Layer 1 — pre-upload sanity checks
Before an image even reaches our servers we check the simple stuff. File type must be a recognised image format. Size has to be under our per-room cap. The uploader has to be a real, signed-in account in good standing. Throttling per account per minute stops the most obvious flood patterns. None of this is fancy, but it stops about 90 percent of low-effort abuse before it costs us a single API call.
Layer 2 — automated content classification
Every accepted image is fed through an automated classifier that returns a structured score across the categories we care about — sexual content, graphic violence, hateful imagery, and so on. The classifier we use is good but not perfect, so we treat its output as a recommendation rather than a verdict. A high-confidence positive on any prohibited category results in an automatic hold and the uploader is notified that the image is pending review. A clean score releases the image immediately into the room.

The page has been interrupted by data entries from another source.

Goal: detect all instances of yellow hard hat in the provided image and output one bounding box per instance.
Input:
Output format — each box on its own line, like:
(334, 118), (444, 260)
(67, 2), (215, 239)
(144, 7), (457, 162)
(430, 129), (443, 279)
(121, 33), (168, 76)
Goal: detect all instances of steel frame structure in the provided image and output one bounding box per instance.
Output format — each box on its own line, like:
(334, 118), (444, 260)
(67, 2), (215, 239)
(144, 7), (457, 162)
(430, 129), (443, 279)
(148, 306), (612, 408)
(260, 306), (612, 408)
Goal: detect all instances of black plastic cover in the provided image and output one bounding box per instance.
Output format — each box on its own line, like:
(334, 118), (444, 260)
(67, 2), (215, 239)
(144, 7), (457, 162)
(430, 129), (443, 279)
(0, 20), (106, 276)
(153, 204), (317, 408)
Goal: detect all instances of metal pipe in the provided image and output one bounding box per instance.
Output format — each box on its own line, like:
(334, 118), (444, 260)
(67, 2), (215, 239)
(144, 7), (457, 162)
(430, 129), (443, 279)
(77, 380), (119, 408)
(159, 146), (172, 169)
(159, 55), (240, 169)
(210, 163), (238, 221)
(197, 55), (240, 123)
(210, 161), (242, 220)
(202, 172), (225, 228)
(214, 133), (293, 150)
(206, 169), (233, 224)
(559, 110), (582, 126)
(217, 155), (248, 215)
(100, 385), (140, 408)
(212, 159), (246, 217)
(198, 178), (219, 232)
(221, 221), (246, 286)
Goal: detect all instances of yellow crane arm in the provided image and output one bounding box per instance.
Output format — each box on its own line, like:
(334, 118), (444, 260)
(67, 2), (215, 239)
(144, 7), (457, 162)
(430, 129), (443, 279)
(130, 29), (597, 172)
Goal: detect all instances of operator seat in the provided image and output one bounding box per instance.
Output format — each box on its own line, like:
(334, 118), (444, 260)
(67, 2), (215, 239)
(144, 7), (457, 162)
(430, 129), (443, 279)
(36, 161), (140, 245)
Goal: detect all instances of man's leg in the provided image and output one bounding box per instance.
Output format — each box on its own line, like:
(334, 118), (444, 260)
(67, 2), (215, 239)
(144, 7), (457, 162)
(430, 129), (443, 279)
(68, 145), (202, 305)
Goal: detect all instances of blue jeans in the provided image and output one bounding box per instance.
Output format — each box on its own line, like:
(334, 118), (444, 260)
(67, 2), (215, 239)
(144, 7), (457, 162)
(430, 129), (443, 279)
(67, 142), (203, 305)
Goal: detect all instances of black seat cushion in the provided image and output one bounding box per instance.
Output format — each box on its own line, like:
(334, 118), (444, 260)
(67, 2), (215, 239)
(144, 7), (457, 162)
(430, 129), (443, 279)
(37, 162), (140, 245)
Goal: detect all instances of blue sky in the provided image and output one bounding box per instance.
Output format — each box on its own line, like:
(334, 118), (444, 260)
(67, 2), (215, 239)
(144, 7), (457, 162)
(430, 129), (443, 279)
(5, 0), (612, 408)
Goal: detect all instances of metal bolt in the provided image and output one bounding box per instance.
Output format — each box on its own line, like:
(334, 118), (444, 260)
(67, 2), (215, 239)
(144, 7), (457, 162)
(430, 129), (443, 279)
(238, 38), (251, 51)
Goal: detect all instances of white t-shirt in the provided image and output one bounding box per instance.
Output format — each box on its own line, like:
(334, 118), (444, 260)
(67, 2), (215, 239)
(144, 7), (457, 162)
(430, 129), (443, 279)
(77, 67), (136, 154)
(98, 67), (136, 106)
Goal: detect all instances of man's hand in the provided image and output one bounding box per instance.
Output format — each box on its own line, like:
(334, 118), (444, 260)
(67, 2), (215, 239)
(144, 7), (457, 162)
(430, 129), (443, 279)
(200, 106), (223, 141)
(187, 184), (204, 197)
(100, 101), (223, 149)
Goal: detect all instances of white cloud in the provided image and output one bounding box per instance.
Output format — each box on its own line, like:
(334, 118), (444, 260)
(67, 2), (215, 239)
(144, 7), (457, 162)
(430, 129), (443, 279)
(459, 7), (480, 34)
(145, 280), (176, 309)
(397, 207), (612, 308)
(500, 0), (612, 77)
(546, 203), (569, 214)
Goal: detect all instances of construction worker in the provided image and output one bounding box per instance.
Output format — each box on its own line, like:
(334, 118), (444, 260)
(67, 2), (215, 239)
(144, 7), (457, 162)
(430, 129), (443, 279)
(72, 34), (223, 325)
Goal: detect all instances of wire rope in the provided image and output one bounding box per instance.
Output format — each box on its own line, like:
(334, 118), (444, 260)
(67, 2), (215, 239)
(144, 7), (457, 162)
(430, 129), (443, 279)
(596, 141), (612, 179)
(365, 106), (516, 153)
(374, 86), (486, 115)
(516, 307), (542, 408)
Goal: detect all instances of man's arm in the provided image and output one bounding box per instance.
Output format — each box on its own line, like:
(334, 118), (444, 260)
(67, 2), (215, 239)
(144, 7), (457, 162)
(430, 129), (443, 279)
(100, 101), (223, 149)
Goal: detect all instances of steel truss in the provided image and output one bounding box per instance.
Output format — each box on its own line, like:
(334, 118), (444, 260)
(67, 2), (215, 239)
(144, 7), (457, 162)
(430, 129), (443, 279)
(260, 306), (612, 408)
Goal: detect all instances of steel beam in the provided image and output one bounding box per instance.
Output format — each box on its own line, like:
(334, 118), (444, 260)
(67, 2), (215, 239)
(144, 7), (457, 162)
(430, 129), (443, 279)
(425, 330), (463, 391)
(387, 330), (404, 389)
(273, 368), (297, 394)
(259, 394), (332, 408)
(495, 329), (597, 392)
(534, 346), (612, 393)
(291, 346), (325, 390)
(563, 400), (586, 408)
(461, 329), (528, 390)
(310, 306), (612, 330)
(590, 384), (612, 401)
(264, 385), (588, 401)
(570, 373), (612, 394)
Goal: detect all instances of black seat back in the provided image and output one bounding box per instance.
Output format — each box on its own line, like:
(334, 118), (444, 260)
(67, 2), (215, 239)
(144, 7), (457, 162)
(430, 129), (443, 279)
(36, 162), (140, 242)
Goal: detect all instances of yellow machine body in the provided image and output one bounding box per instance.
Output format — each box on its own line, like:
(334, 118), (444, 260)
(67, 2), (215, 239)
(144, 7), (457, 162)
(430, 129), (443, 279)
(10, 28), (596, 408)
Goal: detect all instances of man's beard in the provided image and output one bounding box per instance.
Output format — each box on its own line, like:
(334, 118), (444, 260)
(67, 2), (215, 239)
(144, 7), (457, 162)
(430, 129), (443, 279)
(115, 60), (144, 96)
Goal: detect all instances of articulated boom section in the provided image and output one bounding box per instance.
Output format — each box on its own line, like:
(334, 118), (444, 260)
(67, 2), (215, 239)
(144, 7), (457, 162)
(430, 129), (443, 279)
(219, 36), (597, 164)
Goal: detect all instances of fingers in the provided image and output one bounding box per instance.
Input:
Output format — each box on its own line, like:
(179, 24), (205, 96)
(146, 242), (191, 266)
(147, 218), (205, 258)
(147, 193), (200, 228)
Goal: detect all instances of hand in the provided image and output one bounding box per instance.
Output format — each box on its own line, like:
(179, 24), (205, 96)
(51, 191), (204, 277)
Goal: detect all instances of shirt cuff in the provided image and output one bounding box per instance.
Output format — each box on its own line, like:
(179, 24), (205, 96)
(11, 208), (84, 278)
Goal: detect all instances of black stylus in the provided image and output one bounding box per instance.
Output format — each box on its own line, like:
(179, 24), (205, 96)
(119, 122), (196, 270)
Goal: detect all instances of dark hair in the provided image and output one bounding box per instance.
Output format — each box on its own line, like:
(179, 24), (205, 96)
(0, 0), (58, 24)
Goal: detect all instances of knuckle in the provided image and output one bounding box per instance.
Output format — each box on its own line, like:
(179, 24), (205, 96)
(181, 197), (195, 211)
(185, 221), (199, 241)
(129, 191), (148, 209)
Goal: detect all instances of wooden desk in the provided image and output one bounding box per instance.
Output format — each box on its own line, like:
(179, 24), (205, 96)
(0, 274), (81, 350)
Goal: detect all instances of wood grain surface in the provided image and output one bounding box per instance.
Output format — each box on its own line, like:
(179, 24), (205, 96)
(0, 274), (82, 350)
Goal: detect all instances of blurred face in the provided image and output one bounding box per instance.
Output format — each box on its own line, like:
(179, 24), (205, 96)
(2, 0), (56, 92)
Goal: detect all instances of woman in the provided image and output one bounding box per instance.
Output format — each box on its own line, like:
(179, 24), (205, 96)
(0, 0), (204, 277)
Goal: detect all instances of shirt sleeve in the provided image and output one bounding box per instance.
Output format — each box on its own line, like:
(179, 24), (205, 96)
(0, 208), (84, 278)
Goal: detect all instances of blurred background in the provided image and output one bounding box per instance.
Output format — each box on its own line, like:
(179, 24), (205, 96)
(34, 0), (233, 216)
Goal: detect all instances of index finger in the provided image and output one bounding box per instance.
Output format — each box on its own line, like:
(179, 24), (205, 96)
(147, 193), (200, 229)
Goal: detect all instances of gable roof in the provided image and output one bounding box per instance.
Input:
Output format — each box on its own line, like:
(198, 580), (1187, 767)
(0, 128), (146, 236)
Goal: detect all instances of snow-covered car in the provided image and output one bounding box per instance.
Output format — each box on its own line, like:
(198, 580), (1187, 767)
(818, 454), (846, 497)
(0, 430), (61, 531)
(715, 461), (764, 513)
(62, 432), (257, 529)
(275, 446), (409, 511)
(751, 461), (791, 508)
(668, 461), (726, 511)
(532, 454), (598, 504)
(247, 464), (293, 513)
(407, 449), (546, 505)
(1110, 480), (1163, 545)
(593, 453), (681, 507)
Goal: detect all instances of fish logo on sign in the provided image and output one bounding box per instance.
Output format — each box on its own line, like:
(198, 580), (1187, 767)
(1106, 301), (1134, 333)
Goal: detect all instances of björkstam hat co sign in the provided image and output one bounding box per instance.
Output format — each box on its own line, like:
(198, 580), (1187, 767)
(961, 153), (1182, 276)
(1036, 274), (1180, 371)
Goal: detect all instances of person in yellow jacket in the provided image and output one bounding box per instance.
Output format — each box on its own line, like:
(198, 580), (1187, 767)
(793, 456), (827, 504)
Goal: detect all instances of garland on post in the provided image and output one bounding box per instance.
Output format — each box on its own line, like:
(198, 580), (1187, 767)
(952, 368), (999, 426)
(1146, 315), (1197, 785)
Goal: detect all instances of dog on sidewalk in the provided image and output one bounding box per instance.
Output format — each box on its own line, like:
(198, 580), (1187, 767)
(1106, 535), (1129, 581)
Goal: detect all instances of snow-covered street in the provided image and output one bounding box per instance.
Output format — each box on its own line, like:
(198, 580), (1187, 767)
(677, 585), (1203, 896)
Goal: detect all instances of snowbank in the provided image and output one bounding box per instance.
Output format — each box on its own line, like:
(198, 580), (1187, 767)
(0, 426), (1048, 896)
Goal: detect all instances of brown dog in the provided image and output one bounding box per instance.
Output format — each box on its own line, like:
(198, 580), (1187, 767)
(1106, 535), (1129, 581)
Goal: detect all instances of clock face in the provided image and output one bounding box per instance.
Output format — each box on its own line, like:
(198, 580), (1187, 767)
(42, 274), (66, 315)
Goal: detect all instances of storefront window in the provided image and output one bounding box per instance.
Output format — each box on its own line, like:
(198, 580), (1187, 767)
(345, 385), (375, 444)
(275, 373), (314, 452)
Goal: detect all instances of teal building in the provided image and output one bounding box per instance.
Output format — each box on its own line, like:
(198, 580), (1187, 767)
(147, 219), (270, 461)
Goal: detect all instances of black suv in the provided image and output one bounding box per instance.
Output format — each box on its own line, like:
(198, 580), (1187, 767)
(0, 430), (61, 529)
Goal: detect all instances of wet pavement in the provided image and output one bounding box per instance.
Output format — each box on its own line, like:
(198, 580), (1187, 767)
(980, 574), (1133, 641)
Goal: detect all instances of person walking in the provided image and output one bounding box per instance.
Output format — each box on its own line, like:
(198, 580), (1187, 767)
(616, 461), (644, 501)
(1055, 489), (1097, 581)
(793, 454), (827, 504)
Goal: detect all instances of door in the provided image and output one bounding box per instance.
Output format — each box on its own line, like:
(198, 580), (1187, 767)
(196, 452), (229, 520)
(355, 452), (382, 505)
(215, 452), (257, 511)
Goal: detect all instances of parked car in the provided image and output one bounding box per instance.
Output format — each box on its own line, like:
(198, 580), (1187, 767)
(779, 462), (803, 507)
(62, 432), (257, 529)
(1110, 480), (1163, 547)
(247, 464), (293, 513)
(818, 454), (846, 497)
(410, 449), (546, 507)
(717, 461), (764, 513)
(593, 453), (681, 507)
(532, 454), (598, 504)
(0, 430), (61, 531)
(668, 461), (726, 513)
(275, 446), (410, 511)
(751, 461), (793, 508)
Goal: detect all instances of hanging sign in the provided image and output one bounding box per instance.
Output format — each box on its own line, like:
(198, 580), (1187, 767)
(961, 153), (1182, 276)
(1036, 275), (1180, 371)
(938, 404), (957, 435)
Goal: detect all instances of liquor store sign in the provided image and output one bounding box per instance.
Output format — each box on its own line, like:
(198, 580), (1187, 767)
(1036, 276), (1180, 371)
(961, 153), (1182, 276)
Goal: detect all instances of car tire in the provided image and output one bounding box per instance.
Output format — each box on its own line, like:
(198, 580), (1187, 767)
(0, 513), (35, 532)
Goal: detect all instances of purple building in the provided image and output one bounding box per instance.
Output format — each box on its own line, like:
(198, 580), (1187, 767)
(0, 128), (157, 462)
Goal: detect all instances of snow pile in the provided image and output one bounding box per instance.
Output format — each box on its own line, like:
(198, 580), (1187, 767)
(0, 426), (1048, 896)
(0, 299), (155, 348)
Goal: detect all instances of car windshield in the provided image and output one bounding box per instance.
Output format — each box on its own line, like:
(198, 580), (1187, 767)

Layer 3 — human review of edge cases
Anything held by Layer 2 goes into a moderator review queue, and any image that another member reports also lands in that queue. A human moderator decides whether to release, remove, or escalate. Every decision is logged the same way text moderation decisions are logged — with the rule cited, the acting moderator, and the timestamp — and the uploader can appeal exactly like any other moderation action.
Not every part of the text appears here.